From youth voices to action: Six calls for transforming climate education in Central Asia

The recently launched Turn It Around! Central Asia climate cards present an urgent message from a generation living on the front lines of environmental change.

Created by 935 children and young people from over 150 locations across the region, these artworks and texts are more than creative expressions; they are a powerful, collective call for change. This unprecedented youth evidence base has now been translated into a clear set of demands for what young people need from education in order to face an uncertain future.

These demands form the basis of a new regional policy position on climate and ecology education, which will inform upcoming national policy briefs across Central Asia.

The Six Calls from Central Asia’s Youth

1. Show us how everything is connected

Young people experience climate change as a single, interconnected crisis, where water shortages lead to crop failure, which in turn affects family livelihoods and health. They are asking for an education that reflects this reality, teaching the links between water, food, energy, and ecosystems in an integrated way, rather than as isolated topics spread across separate subjects and textbooks.

2. Give us tools to handle our fear, and let us fix things

The cards reveal deep eco-anxiety and grief, but also a strong desire for agency. Young people want learning environments where difficult emotions are acknowledged and supported. Crucially, they want this emotional literacy paired with practical, hands-on projects, from tree planting to local clean-ups, that turn worry into meaningful, hope-building action.

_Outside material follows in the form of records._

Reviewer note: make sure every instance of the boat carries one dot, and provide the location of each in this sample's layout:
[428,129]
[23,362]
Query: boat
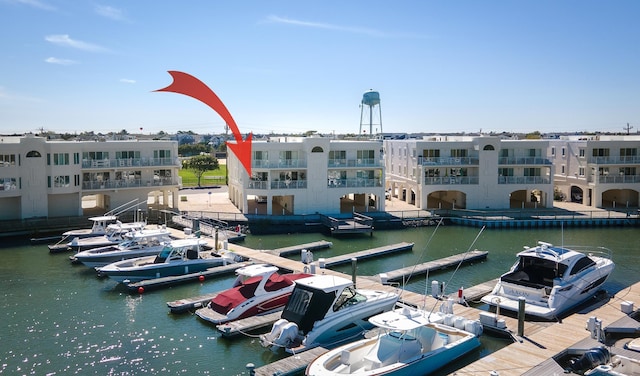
[258,289]
[551,279]
[98,228]
[178,257]
[410,341]
[115,234]
[136,244]
[324,310]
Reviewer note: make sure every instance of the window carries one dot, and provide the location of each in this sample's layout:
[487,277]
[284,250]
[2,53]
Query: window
[431,153]
[61,181]
[458,153]
[7,160]
[600,152]
[60,159]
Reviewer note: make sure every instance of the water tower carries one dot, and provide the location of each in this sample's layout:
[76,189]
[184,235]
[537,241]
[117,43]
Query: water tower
[371,104]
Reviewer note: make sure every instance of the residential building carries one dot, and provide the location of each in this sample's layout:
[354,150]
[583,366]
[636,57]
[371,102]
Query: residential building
[598,170]
[469,172]
[50,178]
[308,175]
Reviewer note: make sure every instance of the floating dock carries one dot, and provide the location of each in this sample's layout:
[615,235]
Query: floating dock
[443,263]
[369,253]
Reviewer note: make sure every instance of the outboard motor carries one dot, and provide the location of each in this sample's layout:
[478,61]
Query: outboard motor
[283,333]
[591,359]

3. Empower our teachers to guide us

Students consistently identify teachers as essential guides through the climate crisis. To fulfil this role, educators need dedicated training, updated resources, and the professional autonomy to respond to the environmental realities students are already living with. Teachers must be supported to move beyond standardised curricula and become facilitators of critical thinking, dialogue, and community-based problem-solving.

4. Turn our schools into community action centres

The solutions young people imagine are local and collective. They envision schools as active hubs of resilience, places with learning gardens, renewable energy projects, and shared spaces where students, parents, and elders exchange knowledge. This transforms education from a passive classroom activity into a living centre of community care and regeneration.

5. Prepare us for tomorrow’s work, not yesterday’s

There is deep concern about building secure futures in economies already strained by climate impacts. Young people are calling for education that prepares them for emerging forms of work linked to sustainability, including renewable energy, sustainable agriculture, ecosystem restoration, and environmental care – offering livelihoods that respect both people and nature.

6. Make sure our government is working together

A recurring frustration in the cards is learning one thing in school while seeing contradictory decisions in the wider world. Young people are calling for joined-up governance, where ministries of education, environment, water, agriculture, and labour work together. When public policy reinforces what is taught in classrooms, education gains credibility and real-world power.

The path forward

Together, these six calls form the core of a new regional policy position that treats education as a foundation for climate resilience, social cooperation, and long-term wellbeing. At a moment when countries are reassessing climate priorities and future development pathways, youth voices offer a grounded and practical starting point.

The message from Central Asia’s young people is clear. They are not passive victims of a growing polycrisis, but observant, caring, and motivated agents of change. The question for policymakers, educators, and leaders is whether they are prepared to listen and to build education systems worthy of this generation’s clarity and courage.